Il est aussi un portraitiste appliqué sachant capturer le geste intime de ses proches (portraits de sa femme et de sa fille Hélène). Nous découvrons aussi un grand voyageur, véritable peintre nomade, ses carnets de croquis (également exposés) toujours à portée de main, qui sillonne la France, Collioure, le sud, l’Italie. Cette exposition nous plonge au cœur de la vie d’un homme raffiné. Rendons hommage au Musée Marmottan Monet de faire la lumière sur cette œuvre impressionnante.

 

 

 

Quand Jean-Marie Rouart pose un regard sur Henri Rouart :

 

On ne présente plus Jean-Marie Rouart, académicien, chroniqueur, journaliste et écrivain. Nous lui avons demandé de nous livrer un regard sur cet homme d’envergure. Une occasion de faire enfin dialoguer ces deux grands esprits le temps d’un article. Voici sa réponse.

 

«Quand je regarde cette exposition, je suis juge et partie. En effet, j’ai vécu entouré de ces tableaux, appartenant à mon histoire familiale. Henri Rouart était un très bon peintre, dans la ligne et la modération de Corot et de Millet qui l’ont influencé. Henri Rouart l’artiste était un homme différent de l’entrepreneur, un homme passionné qui accueillait toutes les expressions de l’esprit. Je me sens proche de cet homme-là. En tant qu’écrivain, je ne suis pas distant, je n’ai pas une vision étroite de la littérature. Je n’aime pas les spécialisations et trouve bon d’avoir plusieurs passions. Je suis dans les questions du monde, engagé. J’admire des personnages tels que Camus, Mauriac, qui participaient aux débats de leur époque. Ma question est toujours la même : pourquoi ces hommes n’ont-ils pas utilisé leur talent pour se mettre au service de grandes causes ? Je crois tout simplement que le combat d’Henri, c’était l’art !»

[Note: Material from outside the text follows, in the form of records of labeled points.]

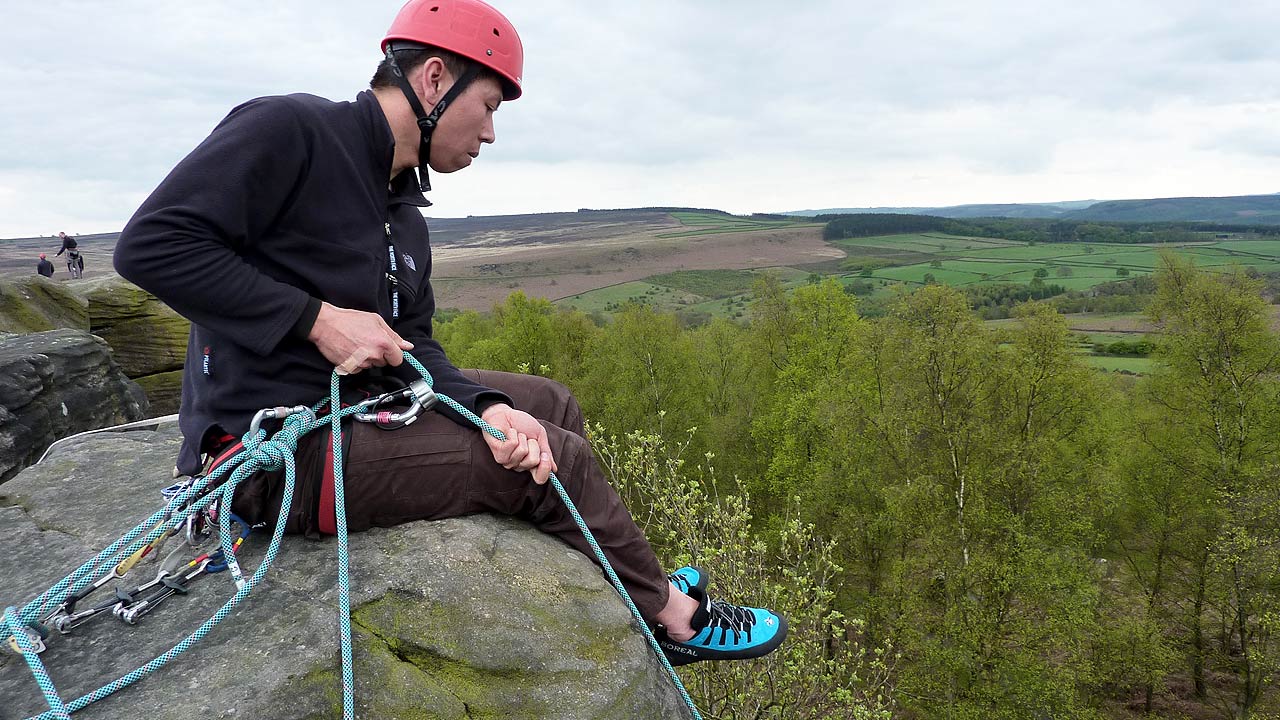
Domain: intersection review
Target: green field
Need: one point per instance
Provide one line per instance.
(1137, 365)
(718, 294)
(964, 261)
(712, 223)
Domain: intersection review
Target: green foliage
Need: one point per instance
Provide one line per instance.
(691, 515)
(1031, 537)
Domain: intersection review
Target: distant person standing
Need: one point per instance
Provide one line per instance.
(74, 260)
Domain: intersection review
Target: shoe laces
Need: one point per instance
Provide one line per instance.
(728, 616)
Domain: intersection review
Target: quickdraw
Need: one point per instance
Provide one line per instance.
(26, 634)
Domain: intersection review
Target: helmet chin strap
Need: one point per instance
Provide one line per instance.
(426, 122)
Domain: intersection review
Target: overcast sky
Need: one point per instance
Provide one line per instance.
(741, 105)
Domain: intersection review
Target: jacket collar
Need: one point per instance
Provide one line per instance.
(405, 188)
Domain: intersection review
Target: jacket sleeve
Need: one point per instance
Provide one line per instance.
(186, 244)
(416, 328)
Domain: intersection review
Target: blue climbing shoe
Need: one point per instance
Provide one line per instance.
(725, 632)
(689, 577)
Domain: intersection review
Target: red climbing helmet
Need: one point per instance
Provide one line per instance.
(467, 27)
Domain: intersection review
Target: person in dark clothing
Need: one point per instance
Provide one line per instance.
(74, 260)
(293, 240)
(68, 244)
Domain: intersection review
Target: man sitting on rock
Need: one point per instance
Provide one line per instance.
(293, 240)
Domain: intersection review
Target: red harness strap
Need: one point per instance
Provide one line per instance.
(328, 519)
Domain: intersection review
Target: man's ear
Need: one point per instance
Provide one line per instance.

Jean-Marie Rouart vient de publier aux Editions Gallimard Napoléon ou La destinée.

 

Henri Rouart, l’œuvre peinte, Musée Mamottan Monet

Exposition prolongée jusqu’au 9 décembre 2012

 

 

En savoir plus sur la famille Rouart :

Lisez l’excellent Roman des Rouart de David Haziot, aux éditions Fayard, Goncourt de la biographie 2012.

Ou aussi, Deux sœurs : Yvonne et Christine Rouart de Dominique Bona aux Editions Grasset, qui vous éclairera sur les célèbres jeunes filles jouant du piano peintes par Renoir.